Although the games existed in pockets in Europe -- it is recorded as being played as early as the 17th century by merchants in England -- it has never gained much popularity in most regions, except in the Baltic area, where once it was a very popular game ("Bohnenspiel") and Bosnia, where it is called Ban-Ban and still played today. Mancala has also been found in Serbia, Bulgaria, Greece ("Mandoli", Cyclades) and in a remote castle in southern Germany (Schloss Weikersheim).

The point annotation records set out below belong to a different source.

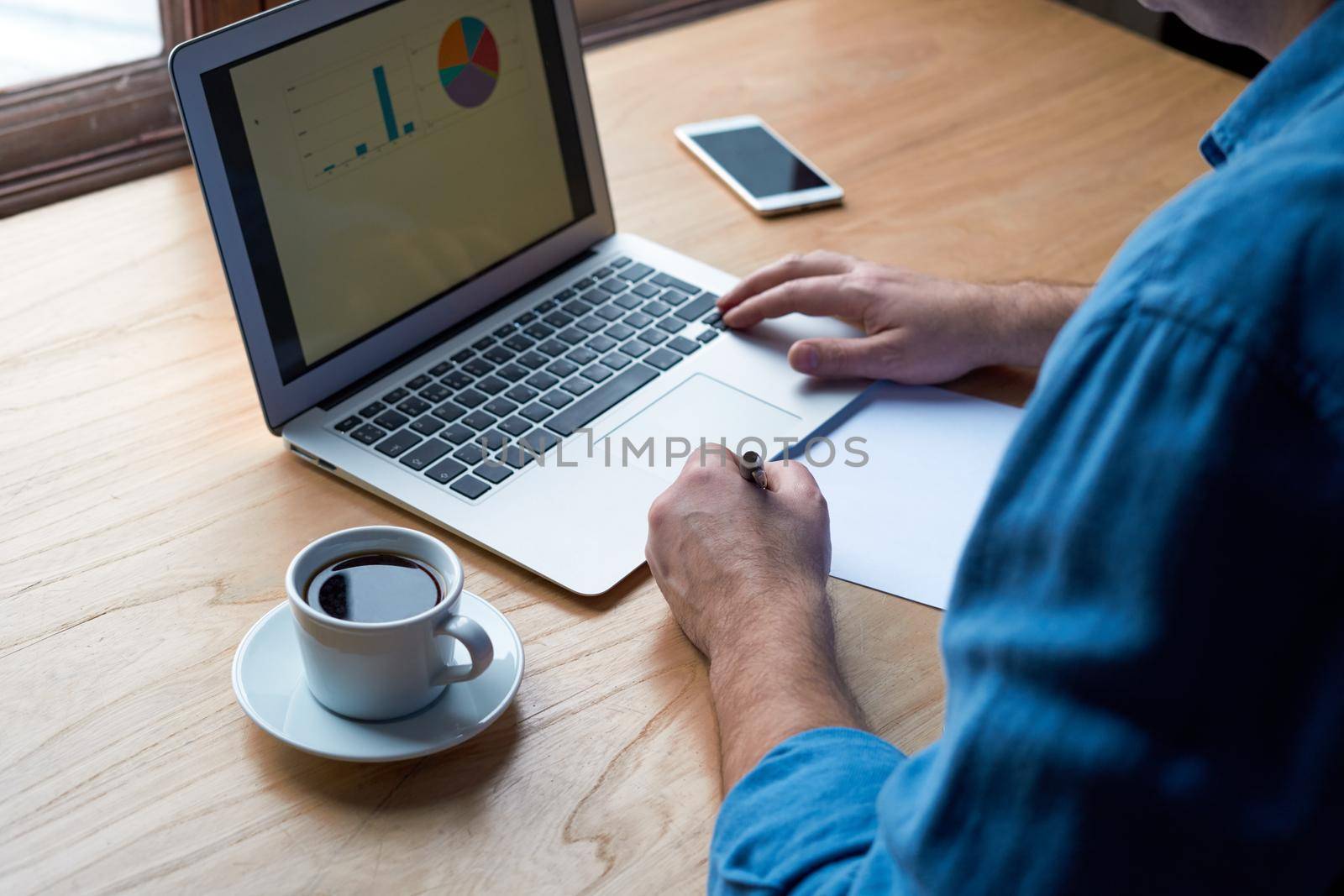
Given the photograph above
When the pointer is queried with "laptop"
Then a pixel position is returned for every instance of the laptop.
(437, 307)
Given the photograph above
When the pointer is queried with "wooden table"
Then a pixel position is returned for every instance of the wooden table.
(148, 515)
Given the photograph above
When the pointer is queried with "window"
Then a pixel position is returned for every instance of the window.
(85, 100)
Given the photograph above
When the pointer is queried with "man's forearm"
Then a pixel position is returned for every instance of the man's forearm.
(770, 685)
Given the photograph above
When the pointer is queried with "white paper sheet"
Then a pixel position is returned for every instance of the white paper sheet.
(900, 523)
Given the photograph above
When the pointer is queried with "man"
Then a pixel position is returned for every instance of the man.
(1146, 647)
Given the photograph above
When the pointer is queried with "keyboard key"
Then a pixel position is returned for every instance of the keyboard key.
(541, 380)
(391, 419)
(685, 345)
(577, 385)
(428, 425)
(479, 421)
(573, 335)
(555, 399)
(457, 379)
(538, 443)
(515, 426)
(696, 308)
(470, 398)
(369, 434)
(396, 443)
(495, 473)
(470, 454)
(447, 472)
(521, 394)
(663, 359)
(470, 486)
(511, 372)
(654, 336)
(457, 434)
(602, 399)
(414, 406)
(537, 411)
(425, 454)
(448, 411)
(561, 367)
(434, 392)
(638, 271)
(503, 407)
(667, 280)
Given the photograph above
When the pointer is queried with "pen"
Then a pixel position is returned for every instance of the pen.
(753, 469)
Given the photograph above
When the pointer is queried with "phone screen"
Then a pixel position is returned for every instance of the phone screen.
(759, 161)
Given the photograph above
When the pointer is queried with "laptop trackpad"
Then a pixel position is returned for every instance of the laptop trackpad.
(659, 438)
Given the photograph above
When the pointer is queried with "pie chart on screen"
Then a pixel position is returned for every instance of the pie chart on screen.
(468, 62)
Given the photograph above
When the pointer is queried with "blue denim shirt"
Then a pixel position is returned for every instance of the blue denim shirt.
(1146, 645)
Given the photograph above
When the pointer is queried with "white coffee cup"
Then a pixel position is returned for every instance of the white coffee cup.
(383, 669)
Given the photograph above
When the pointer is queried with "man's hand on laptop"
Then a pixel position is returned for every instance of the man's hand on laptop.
(918, 328)
(745, 574)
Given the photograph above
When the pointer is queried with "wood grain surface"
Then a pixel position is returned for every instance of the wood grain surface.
(148, 516)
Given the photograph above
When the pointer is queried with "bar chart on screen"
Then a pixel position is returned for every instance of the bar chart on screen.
(362, 110)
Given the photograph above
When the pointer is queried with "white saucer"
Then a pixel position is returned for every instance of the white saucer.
(270, 688)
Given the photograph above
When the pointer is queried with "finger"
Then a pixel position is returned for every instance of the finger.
(790, 268)
(815, 296)
(867, 356)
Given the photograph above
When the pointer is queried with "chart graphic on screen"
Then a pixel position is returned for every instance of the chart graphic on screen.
(360, 110)
(468, 62)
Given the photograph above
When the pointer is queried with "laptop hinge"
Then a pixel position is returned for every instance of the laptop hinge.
(434, 342)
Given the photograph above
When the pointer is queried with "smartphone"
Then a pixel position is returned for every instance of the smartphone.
(759, 165)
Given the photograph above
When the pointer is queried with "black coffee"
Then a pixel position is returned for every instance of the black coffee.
(374, 587)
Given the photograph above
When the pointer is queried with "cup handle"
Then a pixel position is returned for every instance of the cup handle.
(477, 645)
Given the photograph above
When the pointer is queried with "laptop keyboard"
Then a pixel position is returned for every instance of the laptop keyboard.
(470, 421)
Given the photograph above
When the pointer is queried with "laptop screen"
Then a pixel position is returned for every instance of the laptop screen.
(391, 157)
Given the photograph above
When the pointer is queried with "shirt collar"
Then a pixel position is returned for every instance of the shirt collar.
(1305, 76)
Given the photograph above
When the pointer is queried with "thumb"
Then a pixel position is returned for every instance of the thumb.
(866, 356)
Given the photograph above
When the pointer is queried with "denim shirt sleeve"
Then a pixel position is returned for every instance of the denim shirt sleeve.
(806, 819)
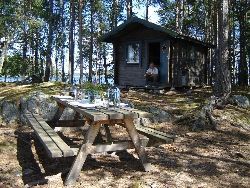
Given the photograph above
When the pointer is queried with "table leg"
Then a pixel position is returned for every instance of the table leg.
(82, 153)
(59, 112)
(76, 116)
(108, 134)
(139, 148)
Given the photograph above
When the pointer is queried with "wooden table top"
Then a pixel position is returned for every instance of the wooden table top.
(100, 113)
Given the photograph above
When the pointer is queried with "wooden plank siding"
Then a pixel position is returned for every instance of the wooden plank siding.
(197, 67)
(133, 74)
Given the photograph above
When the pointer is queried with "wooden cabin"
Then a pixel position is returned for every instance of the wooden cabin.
(181, 60)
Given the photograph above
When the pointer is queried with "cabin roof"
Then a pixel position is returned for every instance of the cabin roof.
(112, 35)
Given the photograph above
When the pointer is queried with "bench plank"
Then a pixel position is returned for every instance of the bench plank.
(155, 134)
(114, 146)
(51, 148)
(66, 150)
(126, 113)
(112, 114)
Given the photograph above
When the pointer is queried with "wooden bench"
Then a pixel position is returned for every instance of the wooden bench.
(154, 134)
(52, 142)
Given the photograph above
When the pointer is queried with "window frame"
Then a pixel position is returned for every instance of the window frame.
(126, 53)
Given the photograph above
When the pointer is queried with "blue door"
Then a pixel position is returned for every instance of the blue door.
(164, 62)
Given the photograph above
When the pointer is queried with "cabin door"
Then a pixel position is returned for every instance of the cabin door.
(164, 62)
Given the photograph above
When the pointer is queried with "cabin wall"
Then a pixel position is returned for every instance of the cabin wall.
(133, 74)
(187, 63)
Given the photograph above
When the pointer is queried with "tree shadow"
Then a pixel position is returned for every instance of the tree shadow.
(31, 172)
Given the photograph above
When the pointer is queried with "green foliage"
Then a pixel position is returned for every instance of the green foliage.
(96, 88)
(15, 66)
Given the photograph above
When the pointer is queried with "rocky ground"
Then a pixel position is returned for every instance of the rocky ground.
(203, 158)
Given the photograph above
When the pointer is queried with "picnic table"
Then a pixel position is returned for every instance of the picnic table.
(95, 117)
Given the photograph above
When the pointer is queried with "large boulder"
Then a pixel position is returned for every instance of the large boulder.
(240, 100)
(9, 112)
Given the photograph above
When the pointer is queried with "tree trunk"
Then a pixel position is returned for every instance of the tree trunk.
(3, 54)
(71, 42)
(105, 65)
(243, 71)
(63, 39)
(129, 8)
(114, 18)
(178, 17)
(80, 40)
(50, 42)
(36, 53)
(222, 86)
(147, 7)
(91, 41)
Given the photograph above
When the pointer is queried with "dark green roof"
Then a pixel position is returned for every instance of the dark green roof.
(110, 36)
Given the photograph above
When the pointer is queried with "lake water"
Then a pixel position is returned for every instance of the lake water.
(76, 79)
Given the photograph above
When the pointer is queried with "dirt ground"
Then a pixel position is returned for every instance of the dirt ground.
(196, 159)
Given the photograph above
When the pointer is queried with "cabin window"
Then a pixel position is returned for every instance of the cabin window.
(133, 53)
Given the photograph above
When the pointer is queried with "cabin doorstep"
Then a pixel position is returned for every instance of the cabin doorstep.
(181, 60)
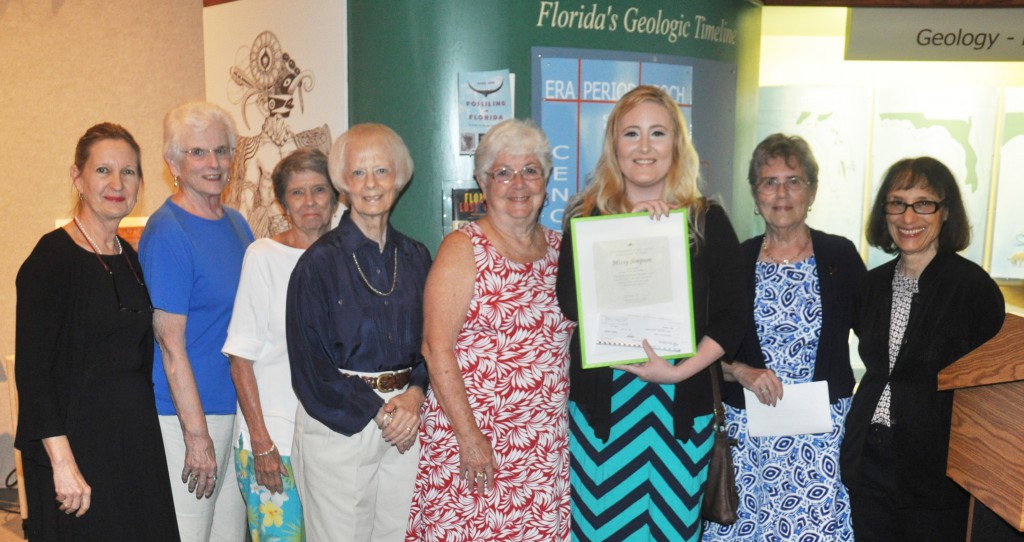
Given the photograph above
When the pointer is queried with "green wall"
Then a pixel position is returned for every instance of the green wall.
(404, 56)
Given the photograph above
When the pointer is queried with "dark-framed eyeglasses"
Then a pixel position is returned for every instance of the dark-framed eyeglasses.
(198, 154)
(506, 174)
(792, 183)
(920, 207)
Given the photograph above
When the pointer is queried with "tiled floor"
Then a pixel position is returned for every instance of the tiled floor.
(10, 529)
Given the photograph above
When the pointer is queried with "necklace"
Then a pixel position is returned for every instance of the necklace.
(784, 261)
(121, 250)
(92, 243)
(394, 276)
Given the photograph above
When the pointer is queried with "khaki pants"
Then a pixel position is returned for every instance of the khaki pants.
(222, 516)
(353, 489)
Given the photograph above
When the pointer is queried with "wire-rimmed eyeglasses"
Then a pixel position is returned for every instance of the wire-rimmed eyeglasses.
(506, 174)
(197, 153)
(791, 183)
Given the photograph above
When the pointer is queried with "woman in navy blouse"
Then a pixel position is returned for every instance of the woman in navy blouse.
(354, 324)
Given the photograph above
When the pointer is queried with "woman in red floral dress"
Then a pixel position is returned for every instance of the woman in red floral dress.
(494, 461)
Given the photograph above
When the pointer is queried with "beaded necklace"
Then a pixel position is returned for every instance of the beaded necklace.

The USA has a larger mancala playing population, although many of these players are descendants of enslaved Africans. A traditional mancala game called Warra was still played in Louisiana in the early 20th century. Perhaps the unfamiliarity with mancala games in the West is in part due to historic prejudice against primitives; the assumption being that these games could not require any serious mental skill. The 1961 edition of Goren's Hoyle, which itself ascribes an Arab origin to the games, perhaps expresses a common sentiment upon discovery of the games' depth:
- The anthropologists have not undertaken to explain how it happens that the universal game of primitive peoples is one of pure intellectual skill. Mancala is wholly mathematical, akin to the game of drawing pebbles from a pile in an endeavor to win the last, but so complex as to remain a real contest.
Analysis
Sowing games can be analyzed using combinatorial game theory: see Jeff Erickson's article "Sowing Games". Even on slow hardware, computer programs can easily defeat strong human players.